Where to Find Each Running Product
The table below maps each running product to the chapters where it appears, organized by the primary focus of each part:
| Running Product | Primary Focus | Key Chapters |
|---|---|---|
| QuickShip Logistics | Vibe coding, eval-driven requirements, cost-aware prototyping | Ch 1 (economics), Ch 5 (discovery), Ch 10-12 (vibe coding), Ch 15-16 (routing decisions), Ch 21-23 (prototype evaluation) |
| HealthMetrics Analytics | Governance, reliability, post-launch learning | Ch 1 (case study), Ch 6-8 (discovery/design), Ch 17-18 (reliability), Ch 24-25 (governance), Ch 28-30 (post-launch learning) |
| DataForge Enterprise | Architecture decisions, security, team topologies | Ch 1 (case study), Ch 7-9 (PM framing), Ch 13-14 (RAG systems), Ch 19-20 (architecture), Ch 26-27 (security patterns) |
Key artifacts in this book are not owned by one discipline. They are shared objects that change form as they move through the loop:
- Eval-first PRD: PM defines value hypothesis and acceptance logic. Vibe-coding uses it as a context packet. Engineering treats it as a system contract tied to measurement.
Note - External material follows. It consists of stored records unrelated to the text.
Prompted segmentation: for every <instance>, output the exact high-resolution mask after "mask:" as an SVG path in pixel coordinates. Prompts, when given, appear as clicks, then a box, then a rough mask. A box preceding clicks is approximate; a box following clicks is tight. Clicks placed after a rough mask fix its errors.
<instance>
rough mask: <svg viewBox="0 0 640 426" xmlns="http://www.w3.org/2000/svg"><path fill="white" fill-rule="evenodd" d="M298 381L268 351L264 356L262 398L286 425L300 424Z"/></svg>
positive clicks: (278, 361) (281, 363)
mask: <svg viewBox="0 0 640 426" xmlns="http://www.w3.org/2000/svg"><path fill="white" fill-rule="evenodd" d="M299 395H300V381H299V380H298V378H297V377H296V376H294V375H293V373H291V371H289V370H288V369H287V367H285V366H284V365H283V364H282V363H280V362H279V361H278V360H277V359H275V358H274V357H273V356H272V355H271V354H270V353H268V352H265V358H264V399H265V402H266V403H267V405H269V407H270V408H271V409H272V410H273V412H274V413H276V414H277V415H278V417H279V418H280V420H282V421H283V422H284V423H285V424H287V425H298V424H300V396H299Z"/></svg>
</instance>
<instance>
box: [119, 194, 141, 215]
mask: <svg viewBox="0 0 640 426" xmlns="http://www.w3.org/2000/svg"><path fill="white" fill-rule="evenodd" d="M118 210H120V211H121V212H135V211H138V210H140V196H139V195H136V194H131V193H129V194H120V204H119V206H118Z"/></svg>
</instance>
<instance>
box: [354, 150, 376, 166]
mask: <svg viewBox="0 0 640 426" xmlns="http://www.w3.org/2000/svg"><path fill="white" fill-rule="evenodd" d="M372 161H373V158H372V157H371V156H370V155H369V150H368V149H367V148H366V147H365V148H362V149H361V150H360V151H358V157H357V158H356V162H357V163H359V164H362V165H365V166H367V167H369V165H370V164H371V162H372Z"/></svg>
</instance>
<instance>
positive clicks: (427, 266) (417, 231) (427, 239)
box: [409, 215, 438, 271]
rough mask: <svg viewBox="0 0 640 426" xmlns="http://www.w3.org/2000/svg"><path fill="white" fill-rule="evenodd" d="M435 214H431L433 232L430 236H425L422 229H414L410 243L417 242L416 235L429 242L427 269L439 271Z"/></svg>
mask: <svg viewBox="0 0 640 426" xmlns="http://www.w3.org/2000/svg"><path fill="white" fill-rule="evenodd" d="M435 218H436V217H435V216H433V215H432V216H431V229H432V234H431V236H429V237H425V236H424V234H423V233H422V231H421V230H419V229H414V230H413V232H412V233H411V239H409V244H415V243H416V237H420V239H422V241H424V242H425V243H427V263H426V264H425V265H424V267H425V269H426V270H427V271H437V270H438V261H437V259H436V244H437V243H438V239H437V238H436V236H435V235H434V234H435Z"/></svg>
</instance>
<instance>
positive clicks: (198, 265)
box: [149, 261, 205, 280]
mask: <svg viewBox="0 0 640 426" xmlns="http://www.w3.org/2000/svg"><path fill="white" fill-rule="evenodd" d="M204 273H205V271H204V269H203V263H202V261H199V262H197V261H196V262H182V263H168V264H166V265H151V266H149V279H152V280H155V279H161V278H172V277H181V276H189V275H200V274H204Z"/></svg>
- User Journey: PM maps behavior and value path. Vibe-coding uses it as a scenario library for prototyping. Engineering converts it into test cases and instrumentation plan.
- Prototype Review: PM asks what changed in the opportunity. Vibe-coding records what was learned quickly and what stayed ambiguous. Engineering identifies what is now justified to harden.
- Postmortem: PM extracts product learning. Vibe-coding improves prompting and context. Engineering updates architecture and reliability patterns.
When you see an artifact in one chapter, expect to see it transformed in the next.
Anti-Patterns: How the Loop Breaks Down
The three-way interplay between framing, prototyping, and engineering is powerful, but it breaks down in predictable ways. Watch for these failure modes throughout the book:
- Deterministic requirements for probabilistic systems — Writing specifications as if outputs are guaranteed, not statistical.
- Demos mistaken for validated products — A working prototype shown once does not mean the problem is solved.
- Premature architecture — Building infrastructure before evidence justifies the complexity.
- Evaluation introduced too late — Defining quality after the product is already built.
- Launch without explicit confidence boundaries — Shipping without knowing what could go wrong and how to detect it.
- Product teams over-trusting benchmark scores — Benchmark performance does not guarantee user satisfaction.
- Engineering over-hardening ambiguous workflows — Building reliability into systems that have not been validated.
Each chapter highlights relevant anti-patterns and how to avoid them.
What Comes Next
The book follows the loop structure. Part I frames the opportunity and establishes the evidence loop as the organizing grammar. Part II shows how products are discovered and designed through the loop. Part III demonstrates how vibe coding accelerates prototyping at every stage. Part IV covers how architecture is justified by evidence. Part V formalizes evaluation as the discipline that binds all stages together. Part VI covers launching and learning. Part VII provides the capstone and teaching kit.
Chapter 1 begins with the economics of AI products and what AI can and cannot reliably do. It introduces the first of the four questions: What are we trying to learn?